The underlying assumption here is that the Civil Rights Movement was a Good Thing, and thus must have brought Americans together, and moved us forward. Over a period of decades, there’s certainly a core of truth in this notion, despite how far we still have to go. However, polling from the 1960s reveals that the Civil Rights Movement was overwhelmingly less popular than Black Lives Matter is today.

As a benchmark, recent polling on Black Lives Matter by Pew found that “43% support the movement, including 18% who strongly support it. About one-in-five Americans (22%) oppose the movement, and a sizable share (30%) said they have not heard anything about the Black Lives Matter movement or did not offer an opinion.”  Indeed, only white Republicans held a predominantly negative view.

In sharp contrast, the record from the 1960s is consistently more negative, and the early 1960s are particularly instructive because of how consistently non-violent the movement was in the face of violent, sometimes deadly opposition.
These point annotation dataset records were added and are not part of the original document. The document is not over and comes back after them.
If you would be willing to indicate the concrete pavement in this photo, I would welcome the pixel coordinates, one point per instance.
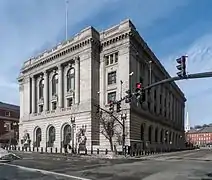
(196, 164)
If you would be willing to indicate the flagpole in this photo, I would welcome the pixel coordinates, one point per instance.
(66, 20)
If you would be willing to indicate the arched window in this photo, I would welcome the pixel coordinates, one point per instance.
(67, 134)
(41, 88)
(156, 134)
(54, 84)
(70, 79)
(51, 136)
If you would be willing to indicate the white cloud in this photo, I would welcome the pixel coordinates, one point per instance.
(26, 26)
(197, 91)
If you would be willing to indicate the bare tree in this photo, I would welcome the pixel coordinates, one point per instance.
(108, 126)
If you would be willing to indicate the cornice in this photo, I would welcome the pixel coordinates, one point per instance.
(41, 60)
(135, 36)
(112, 40)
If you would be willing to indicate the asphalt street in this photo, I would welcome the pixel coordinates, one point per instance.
(192, 165)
In 1961, Gallup asked about two high-profile manifestations of the Civil Rights Movement—sit-ins and freedom rides—and found that majorities thought they were much more likely to hurt, than to help.

Sit-ins were first used in August 1939, when African-American attorney Samuel Wilbert Tucker organized one at the then-segregated Alexandria, Virginia, library. This was followed by a number of other sit-ins in the 1940s and 50s, the most notable of which began in Oklahoma City in August 1958, gaining national attention, inspiring others in the movement to follow in their footsteps. But it was two 1960 sit-ins—in Greensboro, North Carolina and Nashville, Tennessee—that put the sit-in movement at the center of national attention, dramatically increasing its power and scope.